Providers & connections
Pyre is bring-your-own-key (BYOK). Native apps call the provider you configure directly. Web/PWA clients call through your paired hub so the browser never stores a key.
Provider formats
Pyre supports:
- OpenAI-compatible chat completions: OpenRouter, OpenAI-compatible first-party APIs, NanoGPT, community proxies, LM Studio, llama.cpp, Ollama-style servers, and other compatible endpoints.
- Anthropic-native API on native apps.
- Localhost / LAN servers with longer patience for cold loads and slow inference.
Provider kind is partly a UI grouping and partly behavior: localhost providers can use model warm-up and longer timeouts, while Anthropic-native calls use Anthropic's own request format.
Browser and hub exception
Android and desktop apps can store provider keys in OS-secure storage and call providers directly. A browser/PWA does not. It streams chat through the paired desktop or self-host hub, and the hub calls the provider with its own key.
The proxy can forward OpenAI-style image blocks and reasoning deltas, but provider management, model browsing, smart fallback chains, and direct Anthropic-native calls stay native/hub-side.
Add a provider
- Open More -> API Connections.
- Add a connection and choose the provider format/kind.
- Enter the endpoint URL and API key. Local servers often allow a blank key.
- Browse models, pick one, or type the model id manually.
- Test the connection.
- Save and make it active when you want to use it for chat.
Pyre tidies common URL shapes, so a pasted base URL with /v1 does not become /v1/v1.
Model browser, test, and warm-up
The model browser reads the provider's model list when available. Some local servers expose non-chat models too, so pick a model that can actually chat or see images.
The test action validates the connection before you trust it in a scene. Localhost providers can also run a small warm-up request on launch so the first real reply does not pay the entire cold-load cost.
Multiple providers
Keep several providers configured and switch the active chat provider at any time. You can duplicate a provider to fork an existing setup without retyping URL, model, and advanced options.
Creator and vision can have their own provider/model routing. Guide and Impersonate follow the main chat provider in current builds, which keeps one-shot writing tools from silently using a different model than the scene.
When a web client uses a hub, chat uses the hub/server provider. The browser cannot silently choose an arbitrary saved provider from the host.
Smart provider fallback
If a generation fails, returns empty text, or appears to be a refusal, Pyre can offer to retry the same turn on another provider.
- It asks first; it never switches silently.
- Refusal detection is conservative so in-character apologies do not trigger it by accident.
- Pyre tracks refusal history and can suggest the "cleaner" provider for a retry.
- You can disable the fallback prompt under API Connections advanced settings.
Learned context limits
Pyre tries to read context length from provider model metadata. If a provider rejects a long chat for exceeding context, Pyre can learn that model's practical limit, retry with a trimmed history window, and pre-trim future turns to avoid hitting the same wall.
Manual context overrides are still available when metadata is missing or wrong.
Per-provider extra params
Each provider has a JSON extra params field merged into the outgoing request. Use it for provider-specific flags Pyre does not expose directly, such as family-specific reasoning controls.

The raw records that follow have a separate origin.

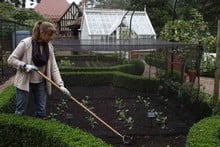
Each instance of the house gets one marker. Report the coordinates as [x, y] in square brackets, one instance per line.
[61, 13]
[116, 24]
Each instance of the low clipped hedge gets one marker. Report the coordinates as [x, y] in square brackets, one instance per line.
[205, 133]
[28, 131]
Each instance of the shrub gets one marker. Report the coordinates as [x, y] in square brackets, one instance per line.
[28, 131]
[205, 133]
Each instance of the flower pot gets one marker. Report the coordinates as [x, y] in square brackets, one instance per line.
[192, 75]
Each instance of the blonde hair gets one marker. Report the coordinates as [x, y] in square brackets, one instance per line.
[42, 27]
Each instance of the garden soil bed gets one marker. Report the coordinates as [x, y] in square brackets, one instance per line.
[146, 131]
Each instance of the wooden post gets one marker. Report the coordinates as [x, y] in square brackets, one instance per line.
[217, 72]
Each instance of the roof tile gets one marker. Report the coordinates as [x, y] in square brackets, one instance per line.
[53, 9]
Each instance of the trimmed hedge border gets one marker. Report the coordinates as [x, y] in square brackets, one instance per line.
[28, 131]
[20, 131]
[205, 133]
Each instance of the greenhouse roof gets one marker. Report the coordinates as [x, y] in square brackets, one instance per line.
[116, 45]
[104, 22]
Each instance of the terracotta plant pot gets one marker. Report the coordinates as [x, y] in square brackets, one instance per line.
[192, 75]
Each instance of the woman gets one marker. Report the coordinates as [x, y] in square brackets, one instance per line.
[31, 54]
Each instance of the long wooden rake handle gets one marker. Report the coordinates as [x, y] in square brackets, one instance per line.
[84, 107]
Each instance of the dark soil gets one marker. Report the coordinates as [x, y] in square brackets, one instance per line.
[145, 131]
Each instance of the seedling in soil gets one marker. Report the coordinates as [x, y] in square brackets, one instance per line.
[161, 119]
[152, 113]
[123, 113]
[92, 121]
[60, 109]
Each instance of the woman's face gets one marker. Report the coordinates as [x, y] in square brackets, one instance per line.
[47, 36]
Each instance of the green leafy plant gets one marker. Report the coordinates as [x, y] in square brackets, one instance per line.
[92, 121]
[60, 109]
[123, 113]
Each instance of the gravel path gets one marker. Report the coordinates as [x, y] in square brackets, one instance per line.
[207, 84]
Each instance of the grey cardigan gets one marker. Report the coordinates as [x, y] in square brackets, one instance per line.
[23, 55]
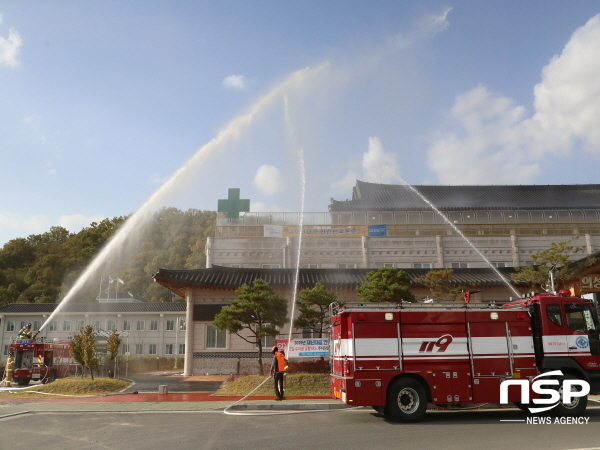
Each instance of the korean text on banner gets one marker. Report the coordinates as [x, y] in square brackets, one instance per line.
[304, 348]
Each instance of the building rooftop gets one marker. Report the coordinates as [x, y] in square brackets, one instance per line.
[233, 278]
[390, 197]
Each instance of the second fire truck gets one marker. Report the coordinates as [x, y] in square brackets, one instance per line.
[399, 358]
[40, 360]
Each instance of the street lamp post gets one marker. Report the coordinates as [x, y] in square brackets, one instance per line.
[178, 319]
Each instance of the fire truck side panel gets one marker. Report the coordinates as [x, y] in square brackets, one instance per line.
[376, 346]
[489, 347]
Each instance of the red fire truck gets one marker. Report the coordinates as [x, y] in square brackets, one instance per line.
[40, 360]
[397, 358]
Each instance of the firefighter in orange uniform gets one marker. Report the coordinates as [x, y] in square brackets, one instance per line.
[277, 371]
[9, 369]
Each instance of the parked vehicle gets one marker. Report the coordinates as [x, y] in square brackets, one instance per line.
[400, 357]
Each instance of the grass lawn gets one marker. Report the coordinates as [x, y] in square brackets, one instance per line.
[72, 386]
[294, 384]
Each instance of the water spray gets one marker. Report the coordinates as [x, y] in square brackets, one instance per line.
[292, 134]
[230, 132]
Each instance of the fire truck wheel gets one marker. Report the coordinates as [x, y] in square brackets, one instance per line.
[576, 407]
[407, 400]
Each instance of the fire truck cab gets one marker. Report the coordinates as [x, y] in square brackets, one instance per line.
[40, 359]
[397, 358]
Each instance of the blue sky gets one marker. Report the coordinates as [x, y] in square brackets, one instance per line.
[102, 102]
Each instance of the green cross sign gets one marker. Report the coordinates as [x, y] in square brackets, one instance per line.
[233, 205]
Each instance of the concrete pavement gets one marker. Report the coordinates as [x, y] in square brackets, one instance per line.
[184, 394]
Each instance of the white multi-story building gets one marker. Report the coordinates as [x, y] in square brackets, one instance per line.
[145, 328]
[391, 226]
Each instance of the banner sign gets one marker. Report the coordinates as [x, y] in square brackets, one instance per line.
[286, 231]
[378, 230]
[304, 348]
[590, 282]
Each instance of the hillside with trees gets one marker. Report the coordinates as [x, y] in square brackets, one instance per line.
[41, 268]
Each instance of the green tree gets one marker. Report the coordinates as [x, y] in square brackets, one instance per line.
[257, 313]
[386, 284]
[41, 268]
[554, 260]
[83, 349]
[440, 284]
[313, 306]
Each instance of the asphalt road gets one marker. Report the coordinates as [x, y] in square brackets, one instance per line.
[347, 429]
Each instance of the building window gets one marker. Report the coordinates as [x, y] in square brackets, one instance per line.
[215, 338]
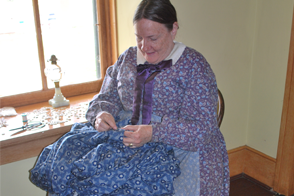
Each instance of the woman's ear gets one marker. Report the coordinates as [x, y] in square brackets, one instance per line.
[175, 29]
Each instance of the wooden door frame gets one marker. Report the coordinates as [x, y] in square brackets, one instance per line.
[284, 172]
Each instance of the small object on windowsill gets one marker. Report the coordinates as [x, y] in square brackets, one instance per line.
[28, 126]
[53, 72]
[24, 117]
[7, 111]
[3, 122]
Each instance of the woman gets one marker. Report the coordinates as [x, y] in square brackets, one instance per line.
[161, 93]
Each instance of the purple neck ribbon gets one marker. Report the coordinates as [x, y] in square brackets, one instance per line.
[144, 84]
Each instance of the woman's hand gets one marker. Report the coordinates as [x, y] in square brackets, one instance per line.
[104, 121]
[137, 135]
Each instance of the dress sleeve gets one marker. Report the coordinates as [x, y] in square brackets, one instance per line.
[198, 113]
[107, 99]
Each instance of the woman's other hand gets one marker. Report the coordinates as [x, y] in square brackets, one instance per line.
[104, 122]
[137, 135]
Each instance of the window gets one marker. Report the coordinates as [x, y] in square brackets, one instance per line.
[34, 30]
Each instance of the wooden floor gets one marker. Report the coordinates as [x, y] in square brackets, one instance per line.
[243, 185]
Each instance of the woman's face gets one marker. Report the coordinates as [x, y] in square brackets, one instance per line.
[154, 40]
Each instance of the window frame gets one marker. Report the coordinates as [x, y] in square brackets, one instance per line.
[107, 38]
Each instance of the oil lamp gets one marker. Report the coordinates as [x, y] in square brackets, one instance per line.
[54, 73]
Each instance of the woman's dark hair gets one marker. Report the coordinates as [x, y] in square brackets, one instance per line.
[161, 11]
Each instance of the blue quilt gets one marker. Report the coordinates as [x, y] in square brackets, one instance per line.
[87, 162]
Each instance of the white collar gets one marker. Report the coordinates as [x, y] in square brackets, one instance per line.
[174, 55]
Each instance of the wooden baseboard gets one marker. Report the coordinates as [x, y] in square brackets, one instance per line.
[252, 163]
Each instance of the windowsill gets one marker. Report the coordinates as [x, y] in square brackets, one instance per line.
[28, 144]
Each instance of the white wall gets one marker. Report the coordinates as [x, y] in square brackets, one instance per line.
[269, 64]
[247, 44]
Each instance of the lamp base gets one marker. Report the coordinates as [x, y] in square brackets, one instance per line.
[58, 99]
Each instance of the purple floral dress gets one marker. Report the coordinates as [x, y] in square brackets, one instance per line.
[185, 97]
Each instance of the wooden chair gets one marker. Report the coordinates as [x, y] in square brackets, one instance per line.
[220, 108]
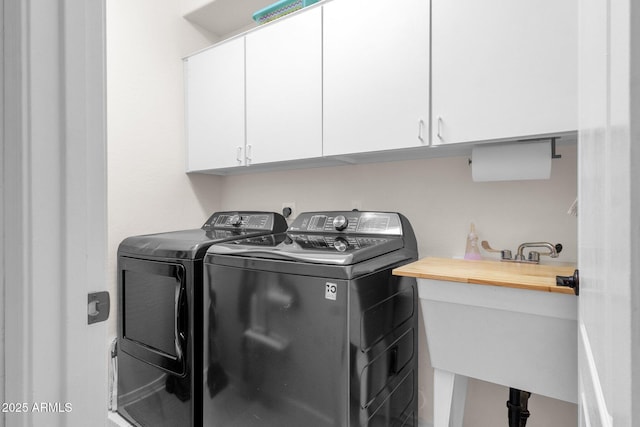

Pyre-managed fields win on conflict. If the app controls a value, such as a sampling field from the active preset, that value takes precedence over extra params.
Prompt post-processing
Some strict endpoints dislike multiple system messages or adjacent same-role messages. Per-provider prompt post-processing can reshape the outgoing message list:
- None
- Merge consecutive
- Semi-strict
- Strict
- Single user
Leave it off unless a provider requires it.
Debug log
The local LLM debug log viewer lives under Storage -> Developer. It is local and key-scrubbed; Pyre does not upload it. Use it when you need to inspect the exact request/response shape for a provider issue.
Security
Pyre protects keys and error surfaces:
- API keys live in OS-secure storage on native apps.
- Browser clients never store provider keys.
- Header sanitization blocks CR/LF injection.
- Provider error bodies are scrubbed for
Bearer/sk-style secrets before display.